Il avait voulu tuer la fille d’un gendarme

Pour se venger, un repris de justice avait tiré sur une voiture transportant la fille d’un gendarme, en juillet 2017 à Lacroix-Saint-Ouen. Il sera jugé par les assises de l’Oise en janvier.

B9711303850Z.1_20170303203603_000+GNM8KOV4A.3-0Les jurés se réunissent à Beauvais du 17 janvier au 5 février.

 

La première session de la cour d’assises de l’Oise commence ce jeudi 17 par une affaire de viol sur mineur. Deux autres affaires de mœurs sont d’ailleurs à l’agenda des jurés réunis à Beauvais, jusqu’au 5 février.

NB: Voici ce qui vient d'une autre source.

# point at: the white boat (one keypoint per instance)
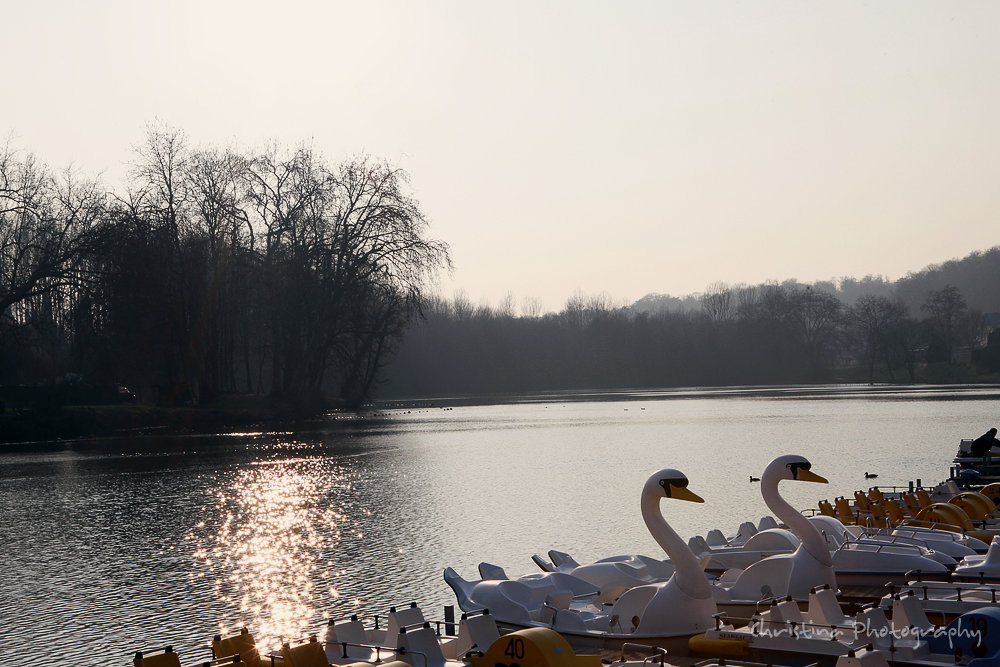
(981, 568)
(662, 614)
(785, 635)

Du mardi 22 au jeudi 24, ils examineront un dossier hors norme : celui de Stéphane Decrucq, 44 ans, un marginal de Lacroix-Saint-Ouen, commune de 4 000 habitants au sud de Compiègne. L’homme a déjà passé plus de vingt ans en prison, en majorité pour des atteintes aux personnes. En mars 2015, il avait par exemple répondu d’une agression à l’arme blanche sur un codétenu, à la maison d’arrêt de Compiègne. Le motif ? Il ne voulait pas lui cirer ses chaussures…

En juin 2017, Decrucq a attendu, visé et fait feu sur une voiture conduite par un gendarme, dans le but précis de tuer la fille du militaire. Il entendait ainsi se venger de l’homme qui l’avait interpellé, le privant d’assister aux obsèques de sa mère. Dans la même nuit, il tirera avec sa carabine sur une autre voiture, afin de faire diversion, sans savoir qu’il vise à nouveau des gendarmes, venus sillonner la forêt d’Halatte afin d’enquêter sur le premier coup de feu. Stéphane Decrucq est renvoyé pour tentative d’assassinat, la préméditation ayant été retenue par le juge d’instruction.

Le corps de sa mère dans la poubelle

Les 25, 28 et 29 janvier sera jugé Laurent Galopin, 48 ans, de Paillart, village de 600 habitants situé près de Breteuil, juste à la frontière avec le département de la Somme.

Le 10 avril 2016, le corps sans vie de Raymonde Galopin, 87 ans, originaire de Ham, avait été retrouvé dans une poubelle. C’est son fils en personne, revenu vivre au domicile maternel, qui avait alerté les gendarmes. Il expliquera ensuite avoir mis fin aux jours de sa mère à sa demande. Or, si la dame revenait d’un séjour à l’hôpital de Montdidier après une chute, plusieurs témoignages mettent en doute cette version. À l’époque, le maire de la commune avait confié au Courrier picard : « Elle était certes affaiblie mais pas en souffrance ».

Le 10 avril 2016, l’interpellation de Laurent Galopin s’avérera tumultueuse. Dans un premier temps, il se retranche chez lui, armé d’une carabine, menaçant de faire sauter la maison. Il se rendra au bout de trente minutes, convaincu par le négociateur de la gendarmerie.